Zygmunt Bauman, II.Dünya savaşı patlak verene kadar, Polonya-Poznan'da yaşamını sürdürmüştür. Daha sonra Sovyetler Birliği'ne taşındı ve savaşın ardından Varşova Üniversitesi'nde doktorasını yaparak Doçentlik sınavını verdi.

1954'ten itibaren aynı üniversitede Sosyoloji dersleri verdi. 1968 yılında Polonya Komünist Partisi'nden ayrıldı. Aynı yıl, politik nedenlerden dolayı sosyoloji prefesörlük unvanını kaybetti. isaril'e göç etmek zorunda kaldı. 1971 yılında Bauman, Büyük Brintanya'nın çağrısı üzerine, Leeds Üniversitesi'nde yweniden sosyoloji kürsüsüne sahip oldu. 1990'lara kadar orada çalışmalarını sürdürdü.

Zygmunt Bauman, 80'li yıllardan itibaren, Modernizm ile Totaliterizm arasındaki bağlantılar üzerine hem kuramsal hem de sosyolojik incelemeleriyle öne çıktı. Özellikle Almanya'daki Nasyonalsosyalizm üzerinden Holocaust hakkındaki çözümlemeleri bu baglamda önemli bir etki yaptı. Böylelikle, Modernizme içkin kavram ve kategorilerin Totaliterlikle doğrudan ya da dolaylı iliskileri derinlikli olarak ve disiplinlerarası bir yöntemle ortaya konulmuş olundu. Bauman'ın çalışmaları özgül anlamda sosyolojinin disiplinlerarasılık konumuna örnekler oluşturur.

Bauman, aynı zamanda postmodernizm hakkındaki çalışmlarıyla da önemli bir yer tutmaktadır.
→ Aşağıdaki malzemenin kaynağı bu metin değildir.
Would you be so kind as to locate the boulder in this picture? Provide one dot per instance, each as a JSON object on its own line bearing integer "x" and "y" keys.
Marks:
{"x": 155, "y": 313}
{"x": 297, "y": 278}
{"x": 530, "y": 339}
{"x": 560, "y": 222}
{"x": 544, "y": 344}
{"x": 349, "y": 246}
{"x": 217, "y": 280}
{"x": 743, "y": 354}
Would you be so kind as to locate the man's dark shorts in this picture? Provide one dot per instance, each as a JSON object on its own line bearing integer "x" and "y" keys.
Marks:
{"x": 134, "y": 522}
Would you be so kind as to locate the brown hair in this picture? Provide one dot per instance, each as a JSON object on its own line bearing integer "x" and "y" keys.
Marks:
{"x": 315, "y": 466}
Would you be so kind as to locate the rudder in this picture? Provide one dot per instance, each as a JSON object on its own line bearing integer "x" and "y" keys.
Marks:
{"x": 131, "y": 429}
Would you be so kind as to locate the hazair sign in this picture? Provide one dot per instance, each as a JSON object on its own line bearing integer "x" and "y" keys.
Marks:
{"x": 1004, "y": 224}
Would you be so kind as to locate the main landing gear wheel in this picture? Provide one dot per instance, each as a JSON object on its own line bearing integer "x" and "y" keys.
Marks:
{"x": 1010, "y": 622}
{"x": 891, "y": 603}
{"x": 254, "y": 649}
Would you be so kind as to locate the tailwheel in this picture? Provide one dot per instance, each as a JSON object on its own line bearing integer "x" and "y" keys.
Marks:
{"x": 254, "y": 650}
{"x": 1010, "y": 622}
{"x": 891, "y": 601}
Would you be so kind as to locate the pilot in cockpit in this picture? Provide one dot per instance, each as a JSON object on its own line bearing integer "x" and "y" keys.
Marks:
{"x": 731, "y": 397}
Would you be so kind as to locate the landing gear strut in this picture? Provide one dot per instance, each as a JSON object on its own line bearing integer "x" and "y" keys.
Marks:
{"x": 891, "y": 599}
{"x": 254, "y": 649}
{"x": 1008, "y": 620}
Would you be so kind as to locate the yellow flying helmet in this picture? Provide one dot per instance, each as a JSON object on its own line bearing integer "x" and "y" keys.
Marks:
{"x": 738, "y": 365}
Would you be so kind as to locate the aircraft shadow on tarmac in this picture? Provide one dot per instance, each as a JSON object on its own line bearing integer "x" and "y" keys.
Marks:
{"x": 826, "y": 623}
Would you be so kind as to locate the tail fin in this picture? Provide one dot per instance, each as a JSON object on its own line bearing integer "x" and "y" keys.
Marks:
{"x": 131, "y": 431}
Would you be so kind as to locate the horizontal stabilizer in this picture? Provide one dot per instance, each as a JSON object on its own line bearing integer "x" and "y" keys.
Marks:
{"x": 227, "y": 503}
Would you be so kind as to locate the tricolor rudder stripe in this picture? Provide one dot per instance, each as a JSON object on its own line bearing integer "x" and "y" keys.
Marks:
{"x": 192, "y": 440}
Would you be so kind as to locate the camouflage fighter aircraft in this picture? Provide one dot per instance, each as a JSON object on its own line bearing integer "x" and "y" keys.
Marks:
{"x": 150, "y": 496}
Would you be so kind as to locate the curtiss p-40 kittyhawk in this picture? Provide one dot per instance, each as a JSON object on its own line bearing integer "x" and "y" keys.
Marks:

Siyasal, etik ya da genel olarak kuramsal düzlemde postmodernizmin değerlendirilmesini yapmış ve açık anlaşılır fakat derinlikli de olan metinleriyle postmodernizmin ne olup olmadığını, ne tür olanaklar sağladığını göstermeye ve netleştirmeye çalışmıştır.

1989 yılında Amalfi Ödülünü ve 1998 yılında Theodor Adorno Ödülünü almıştır.